I sit in the dark hours before dawn on the day she leaves us.

The bags are packed and weighed and guard the front door awaiting our departure. Three cases containing her curated closet and personal items she's determined need to accompany her into the next chapter of her life. Three repositories holding all that has come before as she transitions into all she will be. 

Today, my daughter leaves for college, and I sit in the liminal space somewhere between torn apart, wondrously proud, hesitantly hopeful, and fearfully protective.

18 years ago, she burst onto our family scene with exuberance, passion, creativity, and joy. She sang before she could talk, ran before she could walk, and decorated before she could dress. Even then, daylight hours could not contain her, and she'd awaken me with a beckon from her crib -- not crying or sad or scared or in need of comfort, but calling out with a longing for connection and cuddles. "Dad! Peanut butter! Couch! Now!" Long before the rest of the family awoke, we'd find our way to the kitchen for a spoon of peanut butter and a long treasured snuggle on the living room couch.

Now, all these years later, her suitcases represent what she takes from me into her new life. Far more than the clothes or dorm-room linens or toiletries, I wonder what she's packed in those massive bastion-like suitcases. Did she pack her confidence? Did she remember her glory? Does she have enough hope? Will her supply of wisdom be enough to last through Thanksgiving break? Did she bring her faith?

Merely two and a half weeks ago, we sat together in our small two-person tent on the edge of Lost Lake in the Wyoming wilderness. Though mid-day, we huddled together and stayed warm, stealing a few moments of dry away from the rain that had seemed to follow our Restoration Project father-daughter expedition. Over the past few years as she’s grown, these moments have become more rare, and I’m grateful the weather has pushed us back to the proverbial peanut butter couch. 
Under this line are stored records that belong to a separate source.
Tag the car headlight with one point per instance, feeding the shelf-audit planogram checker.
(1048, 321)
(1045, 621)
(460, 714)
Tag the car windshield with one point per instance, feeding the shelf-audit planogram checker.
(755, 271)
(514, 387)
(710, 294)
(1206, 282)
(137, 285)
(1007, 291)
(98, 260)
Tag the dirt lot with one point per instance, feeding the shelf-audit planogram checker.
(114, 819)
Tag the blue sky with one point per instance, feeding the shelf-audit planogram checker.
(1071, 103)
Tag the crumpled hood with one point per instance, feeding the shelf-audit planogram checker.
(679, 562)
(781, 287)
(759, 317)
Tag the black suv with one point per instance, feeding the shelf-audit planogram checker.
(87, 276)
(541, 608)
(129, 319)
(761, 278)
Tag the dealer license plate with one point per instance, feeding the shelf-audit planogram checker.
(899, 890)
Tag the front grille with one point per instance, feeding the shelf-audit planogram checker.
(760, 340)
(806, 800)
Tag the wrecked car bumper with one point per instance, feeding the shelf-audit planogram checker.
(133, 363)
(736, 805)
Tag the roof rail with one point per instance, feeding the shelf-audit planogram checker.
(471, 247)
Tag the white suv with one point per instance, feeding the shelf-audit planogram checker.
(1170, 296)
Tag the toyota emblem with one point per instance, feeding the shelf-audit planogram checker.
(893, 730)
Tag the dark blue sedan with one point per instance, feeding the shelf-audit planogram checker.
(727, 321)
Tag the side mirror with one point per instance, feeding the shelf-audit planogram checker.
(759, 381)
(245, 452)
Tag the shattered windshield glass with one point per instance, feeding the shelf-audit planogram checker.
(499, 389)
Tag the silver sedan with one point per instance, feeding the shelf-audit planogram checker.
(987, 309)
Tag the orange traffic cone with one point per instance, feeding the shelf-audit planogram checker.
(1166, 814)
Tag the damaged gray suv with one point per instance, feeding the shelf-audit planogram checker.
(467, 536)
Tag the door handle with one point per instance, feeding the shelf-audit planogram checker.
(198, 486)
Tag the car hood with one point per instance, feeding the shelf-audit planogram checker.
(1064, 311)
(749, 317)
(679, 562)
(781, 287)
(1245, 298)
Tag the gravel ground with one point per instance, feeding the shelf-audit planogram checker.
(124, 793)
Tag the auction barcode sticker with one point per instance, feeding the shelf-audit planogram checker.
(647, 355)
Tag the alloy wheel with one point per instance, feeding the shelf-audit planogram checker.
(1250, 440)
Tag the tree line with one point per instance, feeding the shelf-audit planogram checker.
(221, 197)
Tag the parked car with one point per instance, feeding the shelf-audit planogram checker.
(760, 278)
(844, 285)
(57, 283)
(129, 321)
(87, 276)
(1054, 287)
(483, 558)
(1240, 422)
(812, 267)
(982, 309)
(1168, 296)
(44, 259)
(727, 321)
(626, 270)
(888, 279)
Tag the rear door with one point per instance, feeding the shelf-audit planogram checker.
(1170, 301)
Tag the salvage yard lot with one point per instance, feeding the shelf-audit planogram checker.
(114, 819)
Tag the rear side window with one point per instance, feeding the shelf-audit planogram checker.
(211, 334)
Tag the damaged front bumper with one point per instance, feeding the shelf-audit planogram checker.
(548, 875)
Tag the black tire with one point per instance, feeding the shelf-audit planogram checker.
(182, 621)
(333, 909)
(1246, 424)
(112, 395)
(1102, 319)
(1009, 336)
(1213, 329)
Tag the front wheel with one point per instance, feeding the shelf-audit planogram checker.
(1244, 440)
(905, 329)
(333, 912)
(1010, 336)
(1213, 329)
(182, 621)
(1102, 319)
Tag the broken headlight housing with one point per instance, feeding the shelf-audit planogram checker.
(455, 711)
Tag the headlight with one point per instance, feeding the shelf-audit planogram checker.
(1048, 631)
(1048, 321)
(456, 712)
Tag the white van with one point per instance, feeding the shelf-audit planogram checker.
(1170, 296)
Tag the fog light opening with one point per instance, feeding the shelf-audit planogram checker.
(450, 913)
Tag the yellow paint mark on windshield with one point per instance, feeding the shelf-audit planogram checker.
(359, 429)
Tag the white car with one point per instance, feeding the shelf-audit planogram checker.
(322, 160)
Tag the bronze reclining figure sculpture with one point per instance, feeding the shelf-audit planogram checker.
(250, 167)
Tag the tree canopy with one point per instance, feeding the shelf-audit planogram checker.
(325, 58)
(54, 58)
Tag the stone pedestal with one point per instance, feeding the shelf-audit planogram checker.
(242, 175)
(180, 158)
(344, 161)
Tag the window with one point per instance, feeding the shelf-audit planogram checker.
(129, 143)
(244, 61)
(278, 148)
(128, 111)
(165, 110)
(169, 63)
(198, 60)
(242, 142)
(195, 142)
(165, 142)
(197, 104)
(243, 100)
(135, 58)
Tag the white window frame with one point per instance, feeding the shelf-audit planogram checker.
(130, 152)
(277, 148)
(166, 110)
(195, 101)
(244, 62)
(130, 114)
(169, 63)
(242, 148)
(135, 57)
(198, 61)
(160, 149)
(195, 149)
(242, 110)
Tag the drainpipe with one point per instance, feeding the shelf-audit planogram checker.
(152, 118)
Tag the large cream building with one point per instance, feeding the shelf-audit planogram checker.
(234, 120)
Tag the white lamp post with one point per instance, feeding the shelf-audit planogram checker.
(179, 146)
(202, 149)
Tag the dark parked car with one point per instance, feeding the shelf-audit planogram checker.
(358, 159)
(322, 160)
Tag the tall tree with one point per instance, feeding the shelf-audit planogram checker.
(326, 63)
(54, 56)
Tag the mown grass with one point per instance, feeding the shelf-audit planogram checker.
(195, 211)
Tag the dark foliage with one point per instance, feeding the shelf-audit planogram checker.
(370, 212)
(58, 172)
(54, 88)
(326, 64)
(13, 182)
“Dad,” she asked, “I have 17 days left before I leave for college. What other wisdom would you want to give me?”

“Sweetheart,” I replied, “I have given you all I have.”

“But I don’t know how to get a mortgage or file my taxes or buy a car.”
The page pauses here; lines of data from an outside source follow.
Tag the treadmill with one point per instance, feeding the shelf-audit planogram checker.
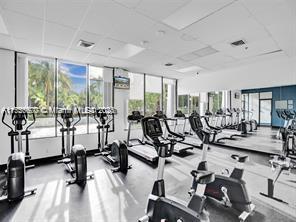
(180, 146)
(137, 146)
(189, 140)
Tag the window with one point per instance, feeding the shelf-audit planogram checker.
(152, 95)
(136, 93)
(183, 103)
(194, 103)
(96, 93)
(215, 101)
(36, 88)
(253, 112)
(245, 105)
(72, 85)
(169, 96)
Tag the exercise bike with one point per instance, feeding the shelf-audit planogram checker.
(73, 156)
(230, 190)
(116, 153)
(16, 165)
(160, 207)
(278, 165)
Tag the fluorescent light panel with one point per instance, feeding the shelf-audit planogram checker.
(189, 69)
(128, 51)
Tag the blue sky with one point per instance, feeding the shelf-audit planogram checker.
(77, 74)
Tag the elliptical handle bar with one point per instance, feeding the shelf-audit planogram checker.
(3, 120)
(79, 117)
(34, 120)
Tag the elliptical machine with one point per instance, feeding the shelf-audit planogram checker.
(230, 190)
(16, 164)
(116, 153)
(74, 156)
(160, 207)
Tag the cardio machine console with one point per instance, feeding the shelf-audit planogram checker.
(151, 127)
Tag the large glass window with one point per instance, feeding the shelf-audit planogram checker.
(169, 97)
(36, 88)
(183, 103)
(96, 93)
(215, 101)
(152, 94)
(136, 93)
(253, 106)
(72, 85)
(194, 103)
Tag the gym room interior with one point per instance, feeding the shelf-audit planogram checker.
(148, 110)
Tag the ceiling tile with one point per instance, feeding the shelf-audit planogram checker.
(128, 3)
(193, 12)
(86, 36)
(28, 46)
(76, 55)
(54, 51)
(6, 42)
(23, 27)
(232, 20)
(253, 49)
(58, 35)
(270, 12)
(107, 46)
(159, 10)
(172, 44)
(285, 37)
(102, 16)
(67, 12)
(34, 8)
(213, 60)
(96, 59)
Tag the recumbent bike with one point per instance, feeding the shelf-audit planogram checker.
(160, 207)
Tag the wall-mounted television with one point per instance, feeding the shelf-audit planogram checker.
(236, 95)
(121, 82)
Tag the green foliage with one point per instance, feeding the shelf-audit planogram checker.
(135, 105)
(152, 102)
(96, 96)
(41, 84)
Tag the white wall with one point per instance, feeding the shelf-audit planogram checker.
(6, 97)
(274, 72)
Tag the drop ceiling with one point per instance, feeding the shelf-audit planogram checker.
(144, 35)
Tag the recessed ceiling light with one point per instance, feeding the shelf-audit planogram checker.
(205, 51)
(238, 43)
(85, 44)
(160, 33)
(144, 42)
(128, 51)
(188, 57)
(169, 64)
(189, 69)
(187, 38)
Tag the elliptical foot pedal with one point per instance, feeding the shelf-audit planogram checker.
(244, 215)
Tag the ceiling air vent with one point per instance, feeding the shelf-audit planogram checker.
(238, 43)
(85, 44)
(168, 64)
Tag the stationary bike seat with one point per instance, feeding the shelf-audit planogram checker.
(203, 176)
(239, 158)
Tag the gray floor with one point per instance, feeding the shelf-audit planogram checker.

“That’s true, you don’t have that information,” I responded. “And I’ll be here to help you walk through those things. But that’s just information. What you have is wisdom, and that’s all you need.” 
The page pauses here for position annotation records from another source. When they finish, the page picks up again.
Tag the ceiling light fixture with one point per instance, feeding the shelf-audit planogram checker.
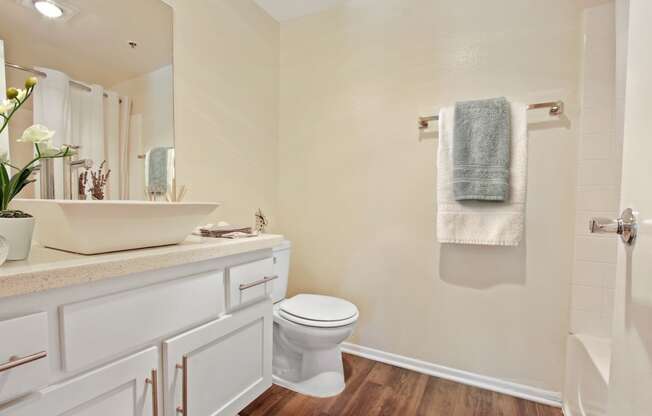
(48, 9)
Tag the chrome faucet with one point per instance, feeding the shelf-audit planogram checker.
(70, 167)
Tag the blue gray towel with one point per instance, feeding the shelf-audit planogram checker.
(157, 175)
(481, 143)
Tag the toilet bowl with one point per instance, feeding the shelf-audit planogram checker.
(308, 332)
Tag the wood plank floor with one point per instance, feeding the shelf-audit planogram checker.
(375, 388)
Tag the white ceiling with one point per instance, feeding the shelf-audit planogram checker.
(283, 10)
(92, 46)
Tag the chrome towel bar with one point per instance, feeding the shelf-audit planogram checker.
(556, 109)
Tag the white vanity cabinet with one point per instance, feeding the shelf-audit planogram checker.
(161, 342)
(220, 367)
(120, 388)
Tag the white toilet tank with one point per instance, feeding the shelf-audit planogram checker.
(281, 269)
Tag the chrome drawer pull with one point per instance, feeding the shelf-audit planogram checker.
(183, 409)
(18, 361)
(258, 282)
(153, 381)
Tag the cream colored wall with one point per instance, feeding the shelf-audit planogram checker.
(357, 186)
(226, 105)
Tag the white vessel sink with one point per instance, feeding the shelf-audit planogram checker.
(92, 227)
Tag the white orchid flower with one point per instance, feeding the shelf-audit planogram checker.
(22, 94)
(6, 106)
(46, 149)
(68, 151)
(37, 134)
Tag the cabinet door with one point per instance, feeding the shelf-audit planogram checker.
(220, 367)
(120, 388)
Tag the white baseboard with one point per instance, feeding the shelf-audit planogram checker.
(522, 391)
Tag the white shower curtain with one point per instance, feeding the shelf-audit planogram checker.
(117, 111)
(52, 108)
(98, 124)
(87, 117)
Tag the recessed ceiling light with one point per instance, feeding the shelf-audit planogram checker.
(48, 9)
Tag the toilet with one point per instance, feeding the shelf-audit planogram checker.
(308, 332)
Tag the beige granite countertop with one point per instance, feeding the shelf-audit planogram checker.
(49, 269)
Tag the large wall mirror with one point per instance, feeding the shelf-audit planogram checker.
(105, 86)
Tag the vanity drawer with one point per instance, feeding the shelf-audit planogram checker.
(24, 340)
(249, 282)
(104, 327)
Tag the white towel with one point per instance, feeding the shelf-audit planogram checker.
(481, 222)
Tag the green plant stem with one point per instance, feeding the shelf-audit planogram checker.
(16, 108)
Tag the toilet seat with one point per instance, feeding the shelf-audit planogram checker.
(318, 311)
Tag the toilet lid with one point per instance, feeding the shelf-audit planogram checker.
(317, 310)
You see, she’s ready. She’s ready to take those suitcases and fly away. She’s ready to face the world and become more of her own self. She’s ready to learn and grow and disrupt and be disrupted. She’s ready to explore and be heart-sick and inspired. She’s ready to engage the broken world and discover her place in it. She’s ready...or at least as ready as I can get her. And dear God, I hope I have given her enough.

Fathering is not about providing enough clothes or knick-knacks or shoes or school supplies for her to pack in those suitcases. No, fathering is about providing her soul with the resources to navigate the world with a hope-filled tenacity to become all God designed her to be. Fathering is about filling her with an awareness and appreciation of her own fierceness and her own loveliness, the two wings under which the updraft of my fathering will lift her off my couch and into the coming Kingdom. 

It’s still hours before dawn, but shortly we will rise to start our journey. I will load those suitcases into the car and then onto the plane, eventually unloading and unpacking them into her tiny dorm room half-way across the country. And as we do so, I will prayerfully unpack and leave in her room all the other treasures I’d hoped to offer. 

Then we will say goodbye.

And I must remember...that moment of goodbye has been my fathering target from the time she was born. She’s ready. Thank God, she’s ready.